Engler: Prescott-Verde Valley ‘water war’ not nearly the threat as once believed

Dan Engler is editor of the Verde Independent.

Dan Engler is editor of the Verde Independent.

Nothing short of Mingus Mountain has ever created a divide between the Verde Valley and the Prescott communities quite like the great water war of the 1990s.

It began with the announcement that Prescott planned to tap into the Big Chino Aquifer and build a water pipeline to Prescott to serve the region’s domestic water needs.

The response from the Verde Valley was that this plan amounted to an outright theft of the water supply that ultimately serves as the headwaters to the Verde River.

The folks in Prescott were going to steal our water.

That was the rhetoric, anyway, and a lot of the claims that came from this side of the mountain were of the knee-jerk variety without the benefit of an absolute hydrogeologic understanding of the issue, or the water rights involved. Never had Mark Twain’s words about whiskey being for drinking and water for fighting rang more true.

In fact, to a large degree, Verde-Prescott water politics played a huge role in the reshuffling of legislative representation in the Verde Valley during the last round of redistricting. Many locals claimed the Verde would get better advocacy on water and river-protection issues by splitting from Legislative District 1.

We “won” and are now in Legislative District 6.

Our split from Prescott ultimately left Yavapai County with a somewhat fractured collective voice at the State Capitol.

There is no doubt, however, that the “Great Prescott-Verde Water War” did ultimately benefit the Verde Valley.

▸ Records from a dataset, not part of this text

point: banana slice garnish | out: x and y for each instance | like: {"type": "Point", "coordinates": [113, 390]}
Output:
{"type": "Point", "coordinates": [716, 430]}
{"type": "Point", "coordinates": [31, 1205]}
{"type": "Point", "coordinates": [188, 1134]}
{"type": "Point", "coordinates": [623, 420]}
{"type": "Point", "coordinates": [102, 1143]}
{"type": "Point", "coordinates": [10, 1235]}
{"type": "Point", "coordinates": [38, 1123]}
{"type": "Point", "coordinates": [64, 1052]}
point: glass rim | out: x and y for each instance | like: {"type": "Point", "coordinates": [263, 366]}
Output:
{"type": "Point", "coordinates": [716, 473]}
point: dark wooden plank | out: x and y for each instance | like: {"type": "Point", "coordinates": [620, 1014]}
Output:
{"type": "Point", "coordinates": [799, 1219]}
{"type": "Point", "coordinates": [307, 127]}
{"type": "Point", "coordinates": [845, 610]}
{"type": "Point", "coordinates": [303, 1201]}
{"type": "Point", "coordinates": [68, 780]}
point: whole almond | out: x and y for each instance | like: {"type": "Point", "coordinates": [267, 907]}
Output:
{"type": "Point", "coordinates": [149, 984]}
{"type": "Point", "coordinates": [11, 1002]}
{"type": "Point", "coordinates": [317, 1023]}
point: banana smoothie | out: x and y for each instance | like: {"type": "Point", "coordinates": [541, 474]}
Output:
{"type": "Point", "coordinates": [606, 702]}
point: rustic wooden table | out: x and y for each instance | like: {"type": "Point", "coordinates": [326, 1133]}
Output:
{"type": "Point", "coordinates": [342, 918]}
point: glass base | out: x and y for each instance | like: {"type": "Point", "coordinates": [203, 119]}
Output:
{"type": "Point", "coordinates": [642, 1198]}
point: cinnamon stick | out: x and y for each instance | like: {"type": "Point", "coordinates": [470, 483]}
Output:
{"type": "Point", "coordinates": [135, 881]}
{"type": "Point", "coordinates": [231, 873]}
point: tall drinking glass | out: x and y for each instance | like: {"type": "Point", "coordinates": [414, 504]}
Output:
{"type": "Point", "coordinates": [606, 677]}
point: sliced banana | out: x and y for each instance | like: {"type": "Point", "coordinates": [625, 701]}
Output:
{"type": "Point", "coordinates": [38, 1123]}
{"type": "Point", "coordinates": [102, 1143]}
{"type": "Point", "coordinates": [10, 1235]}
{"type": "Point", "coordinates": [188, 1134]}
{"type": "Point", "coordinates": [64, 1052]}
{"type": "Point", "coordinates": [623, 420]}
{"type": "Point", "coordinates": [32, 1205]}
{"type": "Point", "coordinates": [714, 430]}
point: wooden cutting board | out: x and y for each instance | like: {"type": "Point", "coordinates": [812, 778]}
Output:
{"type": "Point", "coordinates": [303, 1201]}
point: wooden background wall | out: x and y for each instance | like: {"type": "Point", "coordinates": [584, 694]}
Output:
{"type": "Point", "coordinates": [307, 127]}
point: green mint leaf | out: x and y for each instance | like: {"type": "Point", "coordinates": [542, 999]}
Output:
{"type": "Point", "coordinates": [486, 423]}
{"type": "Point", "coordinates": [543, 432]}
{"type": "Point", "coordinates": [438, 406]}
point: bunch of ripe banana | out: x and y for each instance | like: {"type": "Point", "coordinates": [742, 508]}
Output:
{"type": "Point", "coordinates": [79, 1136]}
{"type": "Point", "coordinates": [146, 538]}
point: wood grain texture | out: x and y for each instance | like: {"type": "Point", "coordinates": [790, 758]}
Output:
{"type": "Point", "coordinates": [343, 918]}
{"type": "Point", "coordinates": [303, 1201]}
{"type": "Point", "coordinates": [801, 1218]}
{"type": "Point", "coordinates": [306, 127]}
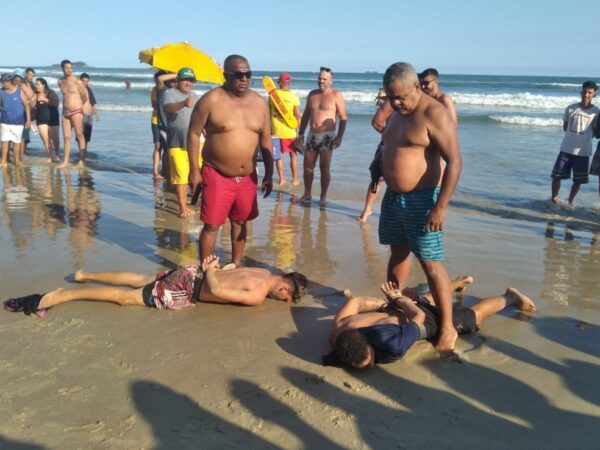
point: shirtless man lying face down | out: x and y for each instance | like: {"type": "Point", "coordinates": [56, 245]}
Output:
{"type": "Point", "coordinates": [174, 289]}
{"type": "Point", "coordinates": [369, 331]}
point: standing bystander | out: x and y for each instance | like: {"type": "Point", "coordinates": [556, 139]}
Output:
{"type": "Point", "coordinates": [236, 122]}
{"type": "Point", "coordinates": [579, 121]}
{"type": "Point", "coordinates": [74, 97]}
{"type": "Point", "coordinates": [323, 107]}
{"type": "Point", "coordinates": [179, 103]}
{"type": "Point", "coordinates": [14, 117]}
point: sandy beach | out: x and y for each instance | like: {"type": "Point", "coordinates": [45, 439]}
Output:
{"type": "Point", "coordinates": [106, 377]}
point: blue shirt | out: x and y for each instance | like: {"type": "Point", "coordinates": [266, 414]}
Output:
{"type": "Point", "coordinates": [390, 342]}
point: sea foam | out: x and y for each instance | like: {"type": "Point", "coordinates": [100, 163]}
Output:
{"type": "Point", "coordinates": [529, 121]}
{"type": "Point", "coordinates": [520, 100]}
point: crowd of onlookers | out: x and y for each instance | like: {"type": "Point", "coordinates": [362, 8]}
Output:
{"type": "Point", "coordinates": [28, 104]}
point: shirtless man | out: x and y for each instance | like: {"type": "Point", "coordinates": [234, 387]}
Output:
{"type": "Point", "coordinates": [378, 122]}
{"type": "Point", "coordinates": [174, 289]}
{"type": "Point", "coordinates": [74, 97]}
{"type": "Point", "coordinates": [323, 107]}
{"type": "Point", "coordinates": [413, 210]}
{"type": "Point", "coordinates": [429, 83]}
{"type": "Point", "coordinates": [368, 330]}
{"type": "Point", "coordinates": [236, 122]}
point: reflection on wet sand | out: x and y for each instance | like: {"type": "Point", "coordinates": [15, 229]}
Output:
{"type": "Point", "coordinates": [314, 254]}
{"type": "Point", "coordinates": [174, 246]}
{"type": "Point", "coordinates": [83, 212]}
{"type": "Point", "coordinates": [570, 267]}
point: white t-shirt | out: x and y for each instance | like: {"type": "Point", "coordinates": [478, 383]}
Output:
{"type": "Point", "coordinates": [580, 128]}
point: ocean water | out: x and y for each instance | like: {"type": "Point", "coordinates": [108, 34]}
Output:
{"type": "Point", "coordinates": [510, 129]}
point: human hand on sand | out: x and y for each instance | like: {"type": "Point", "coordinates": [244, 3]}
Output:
{"type": "Point", "coordinates": [211, 262]}
{"type": "Point", "coordinates": [435, 219]}
{"type": "Point", "coordinates": [391, 291]}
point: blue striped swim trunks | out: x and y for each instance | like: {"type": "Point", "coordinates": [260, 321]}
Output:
{"type": "Point", "coordinates": [403, 218]}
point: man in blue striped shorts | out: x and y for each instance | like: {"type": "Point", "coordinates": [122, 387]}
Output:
{"type": "Point", "coordinates": [419, 135]}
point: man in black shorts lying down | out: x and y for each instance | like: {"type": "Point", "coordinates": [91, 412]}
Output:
{"type": "Point", "coordinates": [174, 289]}
{"type": "Point", "coordinates": [369, 331]}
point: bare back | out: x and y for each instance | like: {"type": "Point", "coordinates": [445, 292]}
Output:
{"type": "Point", "coordinates": [411, 156]}
{"type": "Point", "coordinates": [233, 130]}
{"type": "Point", "coordinates": [247, 279]}
{"type": "Point", "coordinates": [71, 88]}
{"type": "Point", "coordinates": [323, 108]}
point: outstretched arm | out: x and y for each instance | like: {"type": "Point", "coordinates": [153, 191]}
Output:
{"type": "Point", "coordinates": [381, 116]}
{"type": "Point", "coordinates": [349, 317]}
{"type": "Point", "coordinates": [266, 148]}
{"type": "Point", "coordinates": [443, 134]}
{"type": "Point", "coordinates": [340, 105]}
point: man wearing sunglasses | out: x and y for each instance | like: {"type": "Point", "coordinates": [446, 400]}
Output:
{"type": "Point", "coordinates": [236, 122]}
{"type": "Point", "coordinates": [418, 134]}
{"type": "Point", "coordinates": [323, 107]}
{"type": "Point", "coordinates": [429, 79]}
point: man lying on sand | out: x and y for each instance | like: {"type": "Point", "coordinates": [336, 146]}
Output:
{"type": "Point", "coordinates": [369, 331]}
{"type": "Point", "coordinates": [174, 289]}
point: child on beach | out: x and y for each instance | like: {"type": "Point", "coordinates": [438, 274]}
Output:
{"type": "Point", "coordinates": [369, 331]}
{"type": "Point", "coordinates": [175, 289]}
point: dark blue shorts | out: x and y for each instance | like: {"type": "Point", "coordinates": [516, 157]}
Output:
{"type": "Point", "coordinates": [565, 163]}
{"type": "Point", "coordinates": [403, 219]}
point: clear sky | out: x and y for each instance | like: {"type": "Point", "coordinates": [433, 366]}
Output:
{"type": "Point", "coordinates": [520, 37]}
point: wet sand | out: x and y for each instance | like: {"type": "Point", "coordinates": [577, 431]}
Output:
{"type": "Point", "coordinates": [101, 376]}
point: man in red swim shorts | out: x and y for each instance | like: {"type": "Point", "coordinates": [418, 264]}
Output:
{"type": "Point", "coordinates": [236, 122]}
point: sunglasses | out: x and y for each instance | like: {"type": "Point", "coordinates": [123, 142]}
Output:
{"type": "Point", "coordinates": [239, 75]}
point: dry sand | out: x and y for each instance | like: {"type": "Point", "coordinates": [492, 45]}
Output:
{"type": "Point", "coordinates": [106, 377]}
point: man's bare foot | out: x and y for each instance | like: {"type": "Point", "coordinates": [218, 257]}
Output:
{"type": "Point", "coordinates": [519, 300]}
{"type": "Point", "coordinates": [459, 284]}
{"type": "Point", "coordinates": [304, 200]}
{"type": "Point", "coordinates": [210, 262]}
{"type": "Point", "coordinates": [363, 217]}
{"type": "Point", "coordinates": [447, 339]}
{"type": "Point", "coordinates": [80, 276]}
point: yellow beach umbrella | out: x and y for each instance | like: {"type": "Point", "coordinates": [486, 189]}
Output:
{"type": "Point", "coordinates": [173, 57]}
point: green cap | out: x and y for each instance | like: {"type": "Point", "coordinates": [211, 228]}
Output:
{"type": "Point", "coordinates": [185, 73]}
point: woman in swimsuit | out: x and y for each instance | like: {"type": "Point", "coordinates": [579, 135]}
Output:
{"type": "Point", "coordinates": [47, 117]}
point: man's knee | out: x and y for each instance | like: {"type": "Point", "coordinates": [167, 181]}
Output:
{"type": "Point", "coordinates": [433, 268]}
{"type": "Point", "coordinates": [210, 228]}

Organizations such as Friends of the Verde River and the Verde River Institute came into being.

Local river advocacy now is backed up by research, science and facts vs. emotional jargon. We have legitimate voices of authority when it comes to the politics of water use and appropriation in the Verde Valley.

Most interestingly now, some 20 years after those lines were drawn between Prescott and the Verde Valley, it turns out the Chino Water Pipeline isn’t as big a threat to the Verde River as once believed.

This past week, Daily Courier veteran reporter Cindy Barks wrote that Prescott leaders now say the importation of water from the Paulden aquifer might not be as pressing as originally thought.

A report on Prescott’s water portfolio shows the city is “in really good shape,” the Daily Courier story states. Municipal water conservation policies combined with aquifer recharge with water from Willow and Watson lakes has resulted in a decline of 143 acre-feet per year in Prescott, which is about 2 percent per year over the last 14 years. All during a period of time when the populations of both Prescott and Prescott Valley have grown steadily.

The Big Chino water pipeline is viewed now more as an insurance policy for the Prescott communities than a pressing need.

The “threat” is now hardly as imposing as once was believed.

Which means there is probably no better time than now for the leaders of the Prescott communities and the Verde Valley to work cooperatively toward a region-wide water-use policy agreement.

Ultimately, we’re all drinking from the same well. The wise course is to make sure there will always be plenty to go around.

Dan Engler is the editor for the Verde Independent in Cottonwood.